Watson was highly critical of the government lawyers representing the Trump administration.

“The government’s contentions are troubling,” Watson wrote in his opinion. “Not only do they ask this court to overlook binding precedent issued in the specific context of the various executive immigration orders authored since the beginning of 2017, but they ask this court to ignore its fundamental responsibility to ensure the legality and constitutionality of [the presidential order]. Following the Ninth Circuit’s lead, this court declined such an invitation before and does so again.”

U.S. District Judge Theodore Chuang of Maryland issued his own order to halt implementation overnight. He rejected the government’s insistence that he ignore Trump’s statements about the travel ban.

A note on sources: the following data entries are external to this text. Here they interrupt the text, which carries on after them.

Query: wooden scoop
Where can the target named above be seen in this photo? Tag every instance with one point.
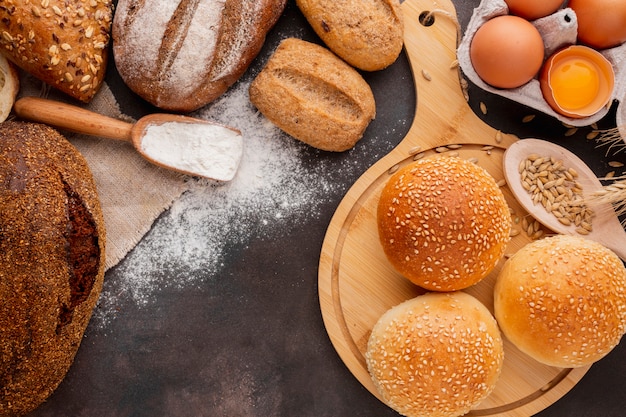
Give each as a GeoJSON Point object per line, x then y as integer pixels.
{"type": "Point", "coordinates": [184, 144]}
{"type": "Point", "coordinates": [607, 228]}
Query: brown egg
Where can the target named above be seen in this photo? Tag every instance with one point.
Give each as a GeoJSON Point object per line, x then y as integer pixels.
{"type": "Point", "coordinates": [507, 51]}
{"type": "Point", "coordinates": [533, 9]}
{"type": "Point", "coordinates": [601, 23]}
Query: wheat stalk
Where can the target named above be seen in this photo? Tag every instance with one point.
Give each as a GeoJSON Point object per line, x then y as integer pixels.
{"type": "Point", "coordinates": [613, 194]}
{"type": "Point", "coordinates": [612, 138]}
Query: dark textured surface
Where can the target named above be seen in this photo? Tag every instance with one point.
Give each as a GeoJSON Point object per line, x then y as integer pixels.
{"type": "Point", "coordinates": [251, 341]}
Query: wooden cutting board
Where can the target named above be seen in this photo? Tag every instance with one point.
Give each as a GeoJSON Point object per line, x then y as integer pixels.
{"type": "Point", "coordinates": [356, 282]}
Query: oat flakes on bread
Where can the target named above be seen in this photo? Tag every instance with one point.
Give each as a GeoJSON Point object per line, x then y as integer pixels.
{"type": "Point", "coordinates": [443, 223]}
{"type": "Point", "coordinates": [62, 43]}
{"type": "Point", "coordinates": [562, 300]}
{"type": "Point", "coordinates": [314, 96]}
{"type": "Point", "coordinates": [180, 56]}
{"type": "Point", "coordinates": [436, 355]}
{"type": "Point", "coordinates": [52, 248]}
{"type": "Point", "coordinates": [369, 35]}
{"type": "Point", "coordinates": [9, 87]}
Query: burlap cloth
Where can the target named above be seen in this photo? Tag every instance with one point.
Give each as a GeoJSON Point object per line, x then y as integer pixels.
{"type": "Point", "coordinates": [133, 192]}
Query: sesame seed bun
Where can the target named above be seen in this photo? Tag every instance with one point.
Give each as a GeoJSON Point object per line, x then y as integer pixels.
{"type": "Point", "coordinates": [443, 223]}
{"type": "Point", "coordinates": [562, 300]}
{"type": "Point", "coordinates": [436, 355]}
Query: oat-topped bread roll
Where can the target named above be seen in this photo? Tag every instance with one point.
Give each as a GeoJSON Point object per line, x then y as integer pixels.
{"type": "Point", "coordinates": [314, 96]}
{"type": "Point", "coordinates": [366, 34]}
{"type": "Point", "coordinates": [60, 42]}
{"type": "Point", "coordinates": [181, 55]}
{"type": "Point", "coordinates": [52, 241]}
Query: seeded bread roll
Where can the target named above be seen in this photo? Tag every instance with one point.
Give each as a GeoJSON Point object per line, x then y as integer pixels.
{"type": "Point", "coordinates": [562, 300]}
{"type": "Point", "coordinates": [51, 261]}
{"type": "Point", "coordinates": [436, 355]}
{"type": "Point", "coordinates": [443, 223]}
{"type": "Point", "coordinates": [62, 43]}
{"type": "Point", "coordinates": [314, 96]}
{"type": "Point", "coordinates": [181, 55]}
{"type": "Point", "coordinates": [366, 34]}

“The reasonable observer using a ‘head with common sense’ would rely on the statements of the president to discern the purpose of a presidential proclamation,” Chuang wrote in his decision.

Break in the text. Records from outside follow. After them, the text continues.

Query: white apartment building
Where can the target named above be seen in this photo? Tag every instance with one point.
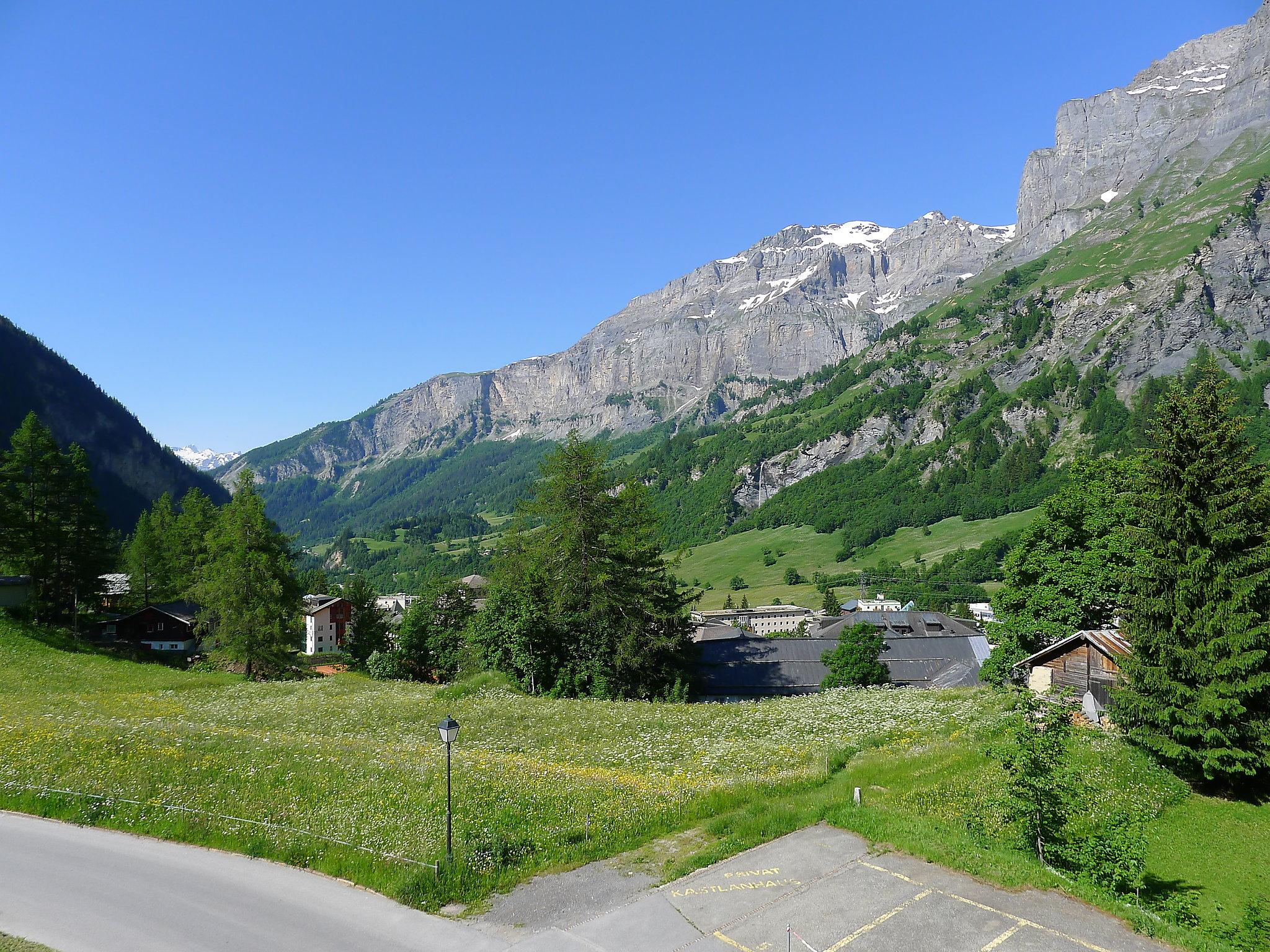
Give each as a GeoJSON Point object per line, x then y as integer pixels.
{"type": "Point", "coordinates": [878, 603]}
{"type": "Point", "coordinates": [328, 622]}
{"type": "Point", "coordinates": [763, 620]}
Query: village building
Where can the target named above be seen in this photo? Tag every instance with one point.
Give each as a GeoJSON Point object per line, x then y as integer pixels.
{"type": "Point", "coordinates": [763, 620]}
{"type": "Point", "coordinates": [395, 606]}
{"type": "Point", "coordinates": [328, 622]}
{"type": "Point", "coordinates": [169, 627]}
{"type": "Point", "coordinates": [922, 650]}
{"type": "Point", "coordinates": [982, 612]}
{"type": "Point", "coordinates": [878, 603]}
{"type": "Point", "coordinates": [1085, 663]}
{"type": "Point", "coordinates": [115, 591]}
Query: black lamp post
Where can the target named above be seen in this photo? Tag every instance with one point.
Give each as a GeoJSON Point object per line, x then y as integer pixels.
{"type": "Point", "coordinates": [448, 730]}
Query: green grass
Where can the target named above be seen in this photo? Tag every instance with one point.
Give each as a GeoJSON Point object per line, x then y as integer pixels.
{"type": "Point", "coordinates": [809, 551]}
{"type": "Point", "coordinates": [541, 782]}
{"type": "Point", "coordinates": [549, 783]}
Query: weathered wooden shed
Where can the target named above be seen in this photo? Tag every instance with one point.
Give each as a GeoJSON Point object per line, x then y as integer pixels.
{"type": "Point", "coordinates": [1089, 662]}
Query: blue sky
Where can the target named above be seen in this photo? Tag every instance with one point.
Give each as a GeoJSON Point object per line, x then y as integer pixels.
{"type": "Point", "coordinates": [242, 221]}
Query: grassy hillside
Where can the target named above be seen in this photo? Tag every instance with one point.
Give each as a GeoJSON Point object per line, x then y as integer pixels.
{"type": "Point", "coordinates": [544, 783]}
{"type": "Point", "coordinates": [809, 551]}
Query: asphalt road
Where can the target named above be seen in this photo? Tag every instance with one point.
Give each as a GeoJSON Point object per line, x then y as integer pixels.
{"type": "Point", "coordinates": [87, 890]}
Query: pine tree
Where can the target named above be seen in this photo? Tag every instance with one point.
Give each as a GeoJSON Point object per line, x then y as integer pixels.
{"type": "Point", "coordinates": [1198, 683]}
{"type": "Point", "coordinates": [247, 589]}
{"type": "Point", "coordinates": [141, 559]}
{"type": "Point", "coordinates": [88, 541]}
{"type": "Point", "coordinates": [602, 612]}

“Here, those statements do not offer ‘persuasive’ rejection of the president’s prior calls for a Muslim ban, or his stated intention to use a ban on certain ‘dangerous territory’ to effectuate a Muslim ban, nor do they show that the stated intention to impose a Muslim ban has been ‘repealed or otherwise repudiated.’ Rather, they cast the proclamation as the inextricable re-animation of the twice-enjoined Muslim ban, and, in echoes of McCreary, convey the message that the third iteration of the ban—no longer temporary—will be the ‘enhanced expression’ of the earlier ones,” Chuang explained.